For these reasons it is advisable to invest through a trusted digital currency broker who understands and can manage the associated risks just as you would trust your gold bullion to a secure bank vault more so than under your mattress.


Is investing in digital currencies a good thing?

Many believe that digital currencies and the underlying blockchain technology are as great an innovation to finance and decentralised systems as the internet was to the dissemination of information. It has the potential to revolutionise a number of industries bringing greater transparency, security, accessibility and trust.

By trading in digital currencies you increase the liquidity and stability of the market; making it easier for everyone to buy & sell at a consistent price in the same way that FOREX traders make it possible for you to trade your NZD for international currencies when you travel.
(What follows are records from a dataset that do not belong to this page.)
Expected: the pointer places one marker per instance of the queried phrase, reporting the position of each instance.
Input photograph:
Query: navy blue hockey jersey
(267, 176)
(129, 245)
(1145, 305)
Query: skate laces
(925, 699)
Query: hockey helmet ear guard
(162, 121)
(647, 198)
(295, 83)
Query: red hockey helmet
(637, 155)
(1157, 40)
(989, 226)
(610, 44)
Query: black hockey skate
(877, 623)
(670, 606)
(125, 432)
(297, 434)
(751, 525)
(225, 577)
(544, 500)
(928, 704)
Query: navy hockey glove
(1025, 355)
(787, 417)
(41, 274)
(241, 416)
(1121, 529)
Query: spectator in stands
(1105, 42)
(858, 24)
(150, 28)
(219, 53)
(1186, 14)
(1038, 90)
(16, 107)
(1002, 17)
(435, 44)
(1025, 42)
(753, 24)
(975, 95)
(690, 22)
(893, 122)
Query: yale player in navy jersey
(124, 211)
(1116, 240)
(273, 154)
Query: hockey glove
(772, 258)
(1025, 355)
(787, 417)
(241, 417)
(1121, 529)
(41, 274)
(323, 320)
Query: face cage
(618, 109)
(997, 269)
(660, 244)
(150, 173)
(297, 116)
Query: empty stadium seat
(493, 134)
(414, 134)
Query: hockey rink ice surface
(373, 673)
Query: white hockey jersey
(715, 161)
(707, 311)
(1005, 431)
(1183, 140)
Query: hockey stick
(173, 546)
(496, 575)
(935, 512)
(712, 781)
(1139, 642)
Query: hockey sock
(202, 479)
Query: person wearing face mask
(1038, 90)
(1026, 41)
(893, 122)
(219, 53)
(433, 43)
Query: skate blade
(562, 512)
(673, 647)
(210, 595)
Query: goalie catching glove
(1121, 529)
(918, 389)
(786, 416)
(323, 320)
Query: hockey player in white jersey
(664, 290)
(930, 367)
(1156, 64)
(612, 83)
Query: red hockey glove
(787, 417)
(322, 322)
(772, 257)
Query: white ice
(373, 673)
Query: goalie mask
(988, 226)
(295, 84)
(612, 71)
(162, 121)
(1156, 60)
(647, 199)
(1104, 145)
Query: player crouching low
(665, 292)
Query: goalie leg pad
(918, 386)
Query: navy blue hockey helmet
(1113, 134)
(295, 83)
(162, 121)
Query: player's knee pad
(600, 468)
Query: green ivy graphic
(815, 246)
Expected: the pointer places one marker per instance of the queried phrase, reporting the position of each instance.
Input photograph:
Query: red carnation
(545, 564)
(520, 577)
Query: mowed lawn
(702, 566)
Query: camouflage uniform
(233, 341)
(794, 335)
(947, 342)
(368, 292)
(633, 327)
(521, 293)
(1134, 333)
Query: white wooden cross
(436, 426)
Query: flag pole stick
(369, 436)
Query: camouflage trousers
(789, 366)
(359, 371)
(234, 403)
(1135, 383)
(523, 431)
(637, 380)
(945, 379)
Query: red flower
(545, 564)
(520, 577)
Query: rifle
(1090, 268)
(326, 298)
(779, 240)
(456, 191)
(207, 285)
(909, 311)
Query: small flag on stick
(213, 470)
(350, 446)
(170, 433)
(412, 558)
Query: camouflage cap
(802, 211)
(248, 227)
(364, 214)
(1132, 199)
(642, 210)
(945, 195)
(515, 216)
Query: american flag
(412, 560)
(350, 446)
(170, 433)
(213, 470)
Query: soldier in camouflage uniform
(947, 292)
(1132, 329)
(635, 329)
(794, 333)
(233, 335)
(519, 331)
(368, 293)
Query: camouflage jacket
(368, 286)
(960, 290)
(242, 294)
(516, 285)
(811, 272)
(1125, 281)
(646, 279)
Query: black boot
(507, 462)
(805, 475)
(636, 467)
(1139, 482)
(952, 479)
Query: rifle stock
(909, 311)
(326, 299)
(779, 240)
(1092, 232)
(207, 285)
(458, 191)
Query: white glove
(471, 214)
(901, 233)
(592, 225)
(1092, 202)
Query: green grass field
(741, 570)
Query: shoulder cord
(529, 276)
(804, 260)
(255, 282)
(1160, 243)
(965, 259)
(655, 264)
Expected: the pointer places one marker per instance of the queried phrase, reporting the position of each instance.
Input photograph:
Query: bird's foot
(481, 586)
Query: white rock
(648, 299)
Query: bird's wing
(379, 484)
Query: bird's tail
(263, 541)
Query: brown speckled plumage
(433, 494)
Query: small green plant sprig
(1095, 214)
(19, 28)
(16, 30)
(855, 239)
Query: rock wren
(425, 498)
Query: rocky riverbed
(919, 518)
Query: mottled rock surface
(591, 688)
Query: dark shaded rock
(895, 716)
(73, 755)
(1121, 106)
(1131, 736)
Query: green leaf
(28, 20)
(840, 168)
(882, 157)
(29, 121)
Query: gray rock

Without a large pool of traders constantly buying and selling this would not be possible.

Furthermore investment in digital currencies increases their value, rewarding developers & early adopters, and incentivising further development in the field for the benefit of all.


How are digital currencies regulated in NZ?

As with any new technology regulation usually has to play catch up as we’ve seen over the past few years with online auctions, lasers, personal drones, self driving vehicles etc.

In NZ there is currently little direct regulation of the digital currency industry however with the exception of income tax requirements (on profits) it’s anticipated most regulation would be targeted at fund managers, brokers and currency exchanges as opposed to general consumers.